Tuesday, May 25, 2010

boring store posters

This is what I came up with for a poster set assignment: posters for my favorite non-profit, 826CHI aka The Boring Store. The first poster is for their fund-raising event, Scrabble for Cheaters (it's hard to see on the screen, but that "A" is mysteriously worth 500 points). Check out the information about the event here. And check out the 826NYC chapter's Scrabble for Cheaters event here. Their web design is fantastic.

Almost done with the second poster!

Sunday, May 9, 2010

in the works

For something a little different, I'm going to show the process work behind the final illustration for my current project: the World Record assignment. I chose to illustrate the World's Largest Ball of Yarn--not to be confused with the World's Largest Ball of Twine, which is either in Darwin, MN or Branson, MO depending on your source. I'm rooting for the one in Branson because it was supposedly built by a millionaire in Texas using a "system of pulleys," and I like that "a system of pulleys" is in quotes on Wiki (here) like, hey, that's all you really need to know.

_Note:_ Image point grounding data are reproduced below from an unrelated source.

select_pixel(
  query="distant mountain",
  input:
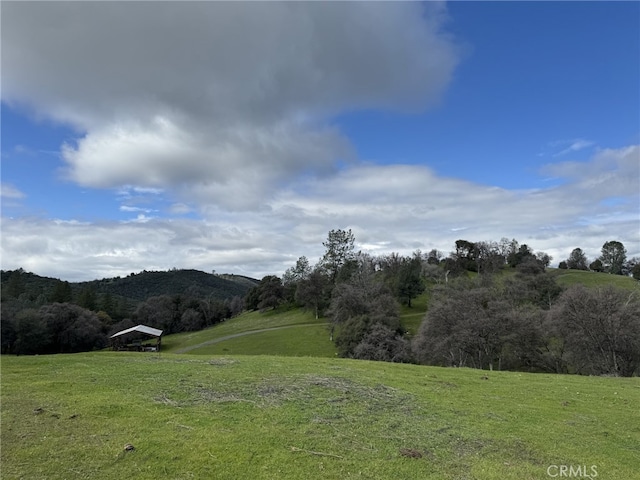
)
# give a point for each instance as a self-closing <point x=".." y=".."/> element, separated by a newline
<point x="136" y="287"/>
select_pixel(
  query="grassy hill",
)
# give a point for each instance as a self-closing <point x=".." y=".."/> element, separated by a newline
<point x="266" y="417"/>
<point x="272" y="333"/>
<point x="280" y="332"/>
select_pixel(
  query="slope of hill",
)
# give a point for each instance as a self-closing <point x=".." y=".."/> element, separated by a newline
<point x="566" y="278"/>
<point x="71" y="416"/>
<point x="291" y="332"/>
<point x="138" y="287"/>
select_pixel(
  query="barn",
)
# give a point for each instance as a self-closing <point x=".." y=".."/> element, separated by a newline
<point x="140" y="338"/>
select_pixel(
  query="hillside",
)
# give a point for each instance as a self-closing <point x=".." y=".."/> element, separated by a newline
<point x="138" y="287"/>
<point x="230" y="417"/>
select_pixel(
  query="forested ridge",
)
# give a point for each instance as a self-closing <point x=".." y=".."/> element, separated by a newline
<point x="491" y="305"/>
<point x="49" y="315"/>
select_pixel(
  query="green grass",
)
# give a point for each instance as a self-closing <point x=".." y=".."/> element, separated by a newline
<point x="293" y="341"/>
<point x="248" y="323"/>
<point x="266" y="417"/>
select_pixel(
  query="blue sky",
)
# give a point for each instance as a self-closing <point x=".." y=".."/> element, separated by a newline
<point x="234" y="137"/>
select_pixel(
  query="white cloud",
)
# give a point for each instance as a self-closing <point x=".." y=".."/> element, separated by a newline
<point x="8" y="191"/>
<point x="233" y="104"/>
<point x="571" y="146"/>
<point x="390" y="208"/>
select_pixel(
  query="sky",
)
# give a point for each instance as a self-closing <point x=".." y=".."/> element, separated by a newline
<point x="234" y="136"/>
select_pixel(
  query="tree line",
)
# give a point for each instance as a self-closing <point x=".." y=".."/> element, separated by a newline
<point x="524" y="321"/>
<point x="57" y="320"/>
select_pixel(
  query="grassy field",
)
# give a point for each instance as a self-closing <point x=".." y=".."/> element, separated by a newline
<point x="265" y="417"/>
<point x="284" y="332"/>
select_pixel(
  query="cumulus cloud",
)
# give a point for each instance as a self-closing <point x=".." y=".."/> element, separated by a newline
<point x="234" y="102"/>
<point x="397" y="208"/>
<point x="570" y="146"/>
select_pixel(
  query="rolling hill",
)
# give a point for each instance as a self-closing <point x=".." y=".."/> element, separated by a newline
<point x="138" y="287"/>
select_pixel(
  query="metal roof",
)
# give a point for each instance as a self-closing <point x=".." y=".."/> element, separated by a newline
<point x="140" y="328"/>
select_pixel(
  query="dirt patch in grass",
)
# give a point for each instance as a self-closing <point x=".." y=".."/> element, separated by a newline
<point x="276" y="390"/>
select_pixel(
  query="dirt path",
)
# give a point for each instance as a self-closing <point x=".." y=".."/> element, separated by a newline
<point x="241" y="334"/>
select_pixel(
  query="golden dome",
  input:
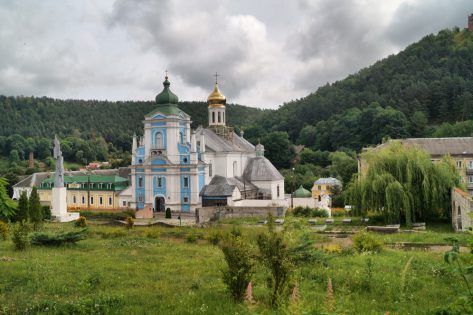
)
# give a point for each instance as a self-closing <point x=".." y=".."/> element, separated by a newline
<point x="216" y="99"/>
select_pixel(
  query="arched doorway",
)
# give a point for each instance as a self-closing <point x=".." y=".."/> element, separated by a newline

I don't know where the Largest Ball of Yarn is. The internet has failed me for the first time.

Anyway, here are some of the thumbnails. For each project I come up with anywhere from 12 to 20 2" x 3" thumbnails. Here are a couple of them (click to zoom in):

The idea is to emphasize how very large the ball of yarn is. The ball of yarn in space and the circus-freak yarn-ball-head characters crack me up, but there was something about the expression of the girl drowning in scarf that I couldn't pass up.

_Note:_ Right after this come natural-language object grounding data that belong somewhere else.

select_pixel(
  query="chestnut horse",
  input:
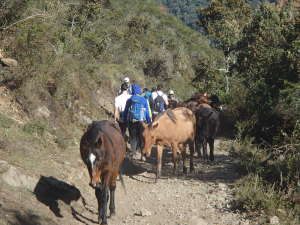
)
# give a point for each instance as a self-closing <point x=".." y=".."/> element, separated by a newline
<point x="174" y="128"/>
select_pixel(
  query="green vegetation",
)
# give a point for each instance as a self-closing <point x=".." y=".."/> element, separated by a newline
<point x="187" y="10"/>
<point x="73" y="54"/>
<point x="264" y="76"/>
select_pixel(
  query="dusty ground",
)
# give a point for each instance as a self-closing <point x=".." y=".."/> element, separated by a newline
<point x="39" y="187"/>
<point x="200" y="198"/>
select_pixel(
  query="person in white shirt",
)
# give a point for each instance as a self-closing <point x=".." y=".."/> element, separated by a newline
<point x="120" y="103"/>
<point x="155" y="94"/>
<point x="127" y="82"/>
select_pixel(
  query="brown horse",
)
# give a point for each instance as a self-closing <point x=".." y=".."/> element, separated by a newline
<point x="173" y="128"/>
<point x="102" y="149"/>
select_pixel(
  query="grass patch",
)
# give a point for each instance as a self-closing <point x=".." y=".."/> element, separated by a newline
<point x="270" y="187"/>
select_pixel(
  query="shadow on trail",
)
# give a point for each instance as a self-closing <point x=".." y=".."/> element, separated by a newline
<point x="20" y="217"/>
<point x="131" y="167"/>
<point x="50" y="190"/>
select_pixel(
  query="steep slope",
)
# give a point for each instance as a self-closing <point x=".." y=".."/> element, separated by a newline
<point x="71" y="58"/>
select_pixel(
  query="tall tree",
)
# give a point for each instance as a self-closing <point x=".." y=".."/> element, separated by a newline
<point x="224" y="20"/>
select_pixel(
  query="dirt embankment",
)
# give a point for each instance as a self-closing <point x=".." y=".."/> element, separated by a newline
<point x="65" y="198"/>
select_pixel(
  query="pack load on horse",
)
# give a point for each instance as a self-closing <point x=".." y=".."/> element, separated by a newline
<point x="159" y="104"/>
<point x="174" y="128"/>
<point x="137" y="111"/>
<point x="102" y="149"/>
<point x="206" y="109"/>
<point x="208" y="123"/>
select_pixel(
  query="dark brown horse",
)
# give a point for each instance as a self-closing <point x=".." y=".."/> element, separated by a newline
<point x="102" y="149"/>
<point x="207" y="118"/>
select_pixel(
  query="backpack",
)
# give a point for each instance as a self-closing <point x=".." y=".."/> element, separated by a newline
<point x="159" y="104"/>
<point x="137" y="111"/>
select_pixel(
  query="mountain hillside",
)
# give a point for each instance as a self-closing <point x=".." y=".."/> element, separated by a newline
<point x="186" y="10"/>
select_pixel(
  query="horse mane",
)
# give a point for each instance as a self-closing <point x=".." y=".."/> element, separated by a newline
<point x="95" y="130"/>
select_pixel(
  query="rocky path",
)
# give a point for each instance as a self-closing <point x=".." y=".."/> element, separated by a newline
<point x="201" y="198"/>
<point x="196" y="199"/>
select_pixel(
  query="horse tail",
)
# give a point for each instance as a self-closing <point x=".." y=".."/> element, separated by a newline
<point x="171" y="115"/>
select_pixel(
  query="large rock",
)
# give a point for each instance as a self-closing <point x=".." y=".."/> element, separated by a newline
<point x="42" y="112"/>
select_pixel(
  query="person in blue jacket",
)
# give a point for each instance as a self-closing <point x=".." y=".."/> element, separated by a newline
<point x="136" y="112"/>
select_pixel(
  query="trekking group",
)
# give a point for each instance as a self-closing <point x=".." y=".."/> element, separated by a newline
<point x="134" y="106"/>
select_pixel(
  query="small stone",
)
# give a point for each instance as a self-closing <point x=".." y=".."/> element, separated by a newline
<point x="143" y="213"/>
<point x="274" y="220"/>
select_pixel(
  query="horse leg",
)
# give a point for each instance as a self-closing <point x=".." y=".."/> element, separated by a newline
<point x="204" y="147"/>
<point x="112" y="188"/>
<point x="175" y="158"/>
<point x="159" y="158"/>
<point x="192" y="149"/>
<point x="211" y="149"/>
<point x="198" y="142"/>
<point x="183" y="152"/>
<point x="102" y="197"/>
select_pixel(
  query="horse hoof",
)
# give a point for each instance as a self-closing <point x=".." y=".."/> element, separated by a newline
<point x="112" y="213"/>
<point x="192" y="169"/>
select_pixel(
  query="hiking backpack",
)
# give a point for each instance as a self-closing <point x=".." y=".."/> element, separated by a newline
<point x="159" y="104"/>
<point x="136" y="111"/>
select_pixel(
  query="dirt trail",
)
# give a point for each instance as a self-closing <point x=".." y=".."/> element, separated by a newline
<point x="196" y="199"/>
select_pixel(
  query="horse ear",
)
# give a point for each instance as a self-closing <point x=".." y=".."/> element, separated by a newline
<point x="155" y="124"/>
<point x="100" y="140"/>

Because I'm working digitally, I'm sort of skipping some steps. Normally I would do a larger black and white value sketch, followed by a color comp, but for this one I'm steam-rolling ahead and just blowing up the thumbnail in place of the b&w sketch.

Friday, May 7, 2010

idiot savant

This is another illustration from first quarter: Willem Dafoe plays the title role in Richard Foreman's "Idiot Savant" (read the NY Times review here and here). In the play, Dafoe plays a man who plays with language as with paint on a canvas, rather than as noise connected to meaning. (I'm roughly quoting the original Goings On About Town article on the play, but heck if I can't find it in the NY Times database anywhere.)

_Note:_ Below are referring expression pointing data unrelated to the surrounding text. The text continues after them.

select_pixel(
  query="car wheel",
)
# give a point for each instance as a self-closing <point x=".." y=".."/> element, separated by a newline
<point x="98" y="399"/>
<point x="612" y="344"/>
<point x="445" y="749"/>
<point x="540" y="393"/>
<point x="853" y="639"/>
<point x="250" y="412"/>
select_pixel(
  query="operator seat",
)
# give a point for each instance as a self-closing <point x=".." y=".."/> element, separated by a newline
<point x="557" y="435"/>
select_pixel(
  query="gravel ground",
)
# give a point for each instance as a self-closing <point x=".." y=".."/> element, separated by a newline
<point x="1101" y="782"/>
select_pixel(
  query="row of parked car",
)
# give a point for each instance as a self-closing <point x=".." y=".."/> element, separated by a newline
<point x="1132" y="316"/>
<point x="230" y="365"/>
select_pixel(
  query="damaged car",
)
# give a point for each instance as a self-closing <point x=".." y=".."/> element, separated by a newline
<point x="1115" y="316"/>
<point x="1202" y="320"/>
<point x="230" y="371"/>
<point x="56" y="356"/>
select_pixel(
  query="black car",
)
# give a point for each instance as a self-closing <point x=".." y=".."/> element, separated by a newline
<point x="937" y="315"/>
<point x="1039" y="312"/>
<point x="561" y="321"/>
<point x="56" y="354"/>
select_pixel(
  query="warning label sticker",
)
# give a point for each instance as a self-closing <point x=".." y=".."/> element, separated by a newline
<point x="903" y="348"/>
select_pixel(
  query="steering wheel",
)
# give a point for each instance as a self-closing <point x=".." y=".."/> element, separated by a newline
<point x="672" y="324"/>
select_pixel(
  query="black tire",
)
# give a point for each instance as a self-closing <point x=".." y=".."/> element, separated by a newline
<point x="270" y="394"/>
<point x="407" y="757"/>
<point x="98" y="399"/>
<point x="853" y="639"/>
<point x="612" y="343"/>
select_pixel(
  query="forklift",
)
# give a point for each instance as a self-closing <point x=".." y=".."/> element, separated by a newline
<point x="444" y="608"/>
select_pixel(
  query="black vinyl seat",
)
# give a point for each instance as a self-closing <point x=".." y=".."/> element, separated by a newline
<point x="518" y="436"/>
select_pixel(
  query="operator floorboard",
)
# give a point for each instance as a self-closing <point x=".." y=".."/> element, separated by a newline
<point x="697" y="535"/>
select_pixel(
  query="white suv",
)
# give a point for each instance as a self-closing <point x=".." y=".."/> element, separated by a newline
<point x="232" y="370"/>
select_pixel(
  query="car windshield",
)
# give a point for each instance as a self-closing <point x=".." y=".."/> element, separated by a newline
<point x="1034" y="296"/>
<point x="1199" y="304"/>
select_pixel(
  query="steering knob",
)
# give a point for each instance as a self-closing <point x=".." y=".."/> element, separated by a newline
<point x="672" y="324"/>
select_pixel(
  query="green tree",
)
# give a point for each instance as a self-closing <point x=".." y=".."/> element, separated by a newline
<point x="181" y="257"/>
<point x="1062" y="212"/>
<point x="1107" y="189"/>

I began this illustration by drawing Dafoe's face a jillion times (creepy) and then doing a quick sketch in pencil on Arches paper. I then colored it using watercolor, gouache, and India ink. The long tail of the speech bubble was added digitally as the first was way too short.

circus folk: oldies but goodies

These character sketches were created at the end of my first quarter here, and were my first all-digital illustrations. They're so deadpan, it cracks me up.